Testing midalof, expected misalof
	Found: True
	jaccard: ['misalof', 'cidal', 'alofo', 'alomi', 'falofalo', 'lalosidan', 'midadiwal', 'tadalosid', 'midawa', 'milalo']
	Found: True
	jprob: {'cidal': 0.0008196570333941169, 'lalosidan': 0.000322337035604428, 'misalof': 5.525777753218766e-05, 'tadalosid': 2.762888876609383e-05, 'midawa': 1.8419259177395885e-05, 'alofo': 9.209629588697943e-06, 'alomi': 9.209629588697943e-06, 'falofalo': 9.209629588697943e-06, 'midadiwal': 9.209629588697943e-06, 'milalo': 9.209629588697943e-06}
	Found: True
	edit: ['misalof', 'masalof', 'milalo', 'midadoy', 'mipalo', 'mifalod', "midafo'", 'mitalod', 'midaho', 'mifalah']
	Found: True
	eprob: {'misalof': 5.525777753218766e-05, 'mipalo': 3.683851835479177e-05, 'midaho': 3.683851835479177e-05, 'mifalah': 3.683851835479177e-05, 'masalof': 2.762888876609383e-05, 'milalo': 9.209629588697943e-06, 'midadoy': 9.209629588697943e-06, 'mifalod': 9.209629588697943e-06, "midafo'": 9.209629588697943e-06, 'mitalod': 9.209629

# Conclusion
From the above, it appears that it works okay for now, although there are a few issues. For now these are my thoughts.

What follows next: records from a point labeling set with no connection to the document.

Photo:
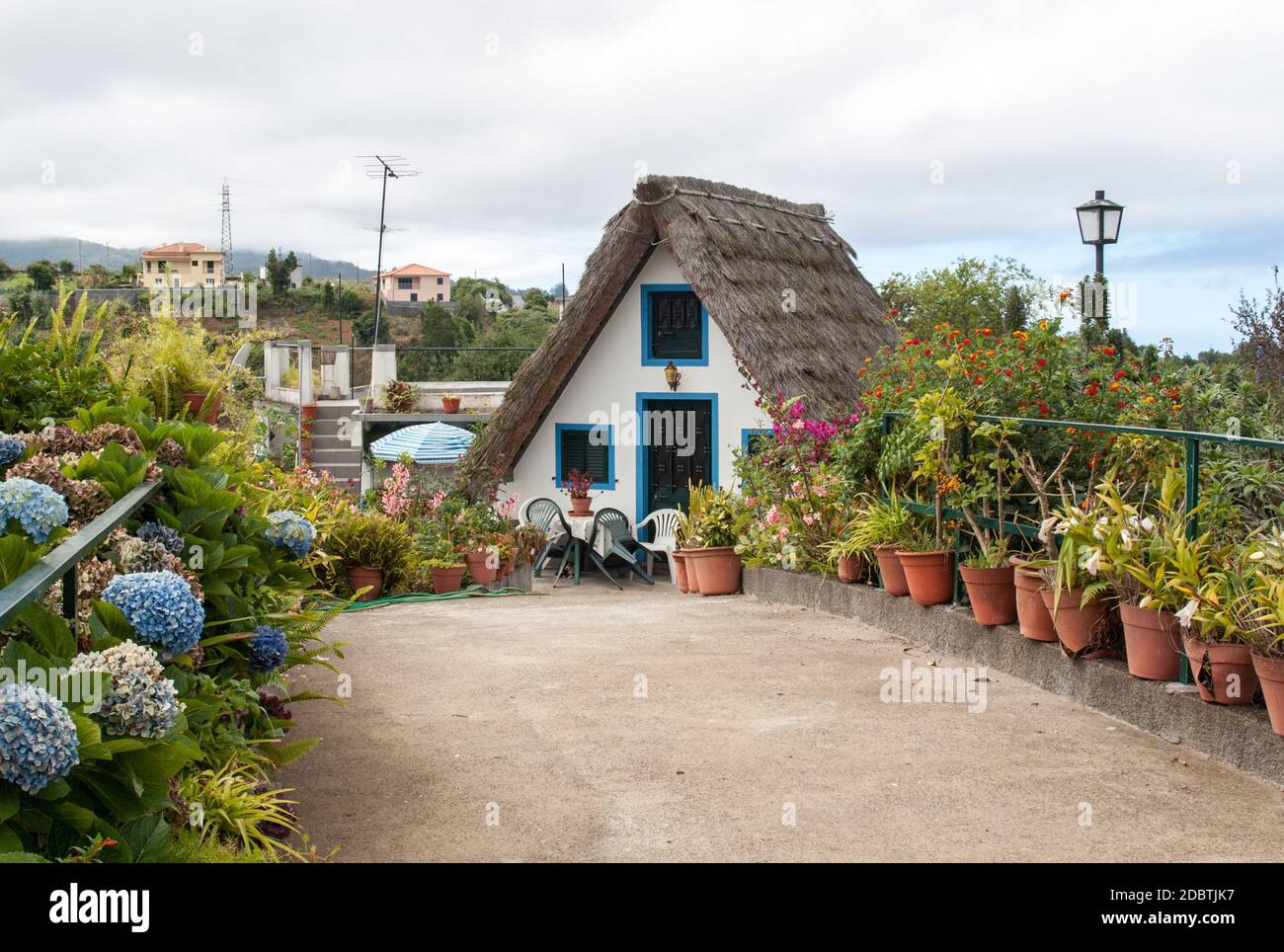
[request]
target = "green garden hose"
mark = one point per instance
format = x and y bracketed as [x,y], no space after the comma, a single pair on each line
[416,596]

1. Jaccard fails for single-letter words. (It's fixed now, but I had to go back and add a check to skip Jaccard for single letters.) This is expected, but good to know.
2. Shorter words have difficulty when the error is a swap. This is because for jaccard distance there are too few bigrams to do meaningful comparison when the word is short; for edit distance the swap is counted as 2 moves (I think), and short words will be equidistant from many other words by virtue of being a potential substring.
3. It is useful to sort the candidate words based on probability. Ideally there should be some sort of computation based on distance, probability, and even word prediction.
4. I missed some full-width punctuation in my string sterilization, as well as a few symbols (I've fixed some now).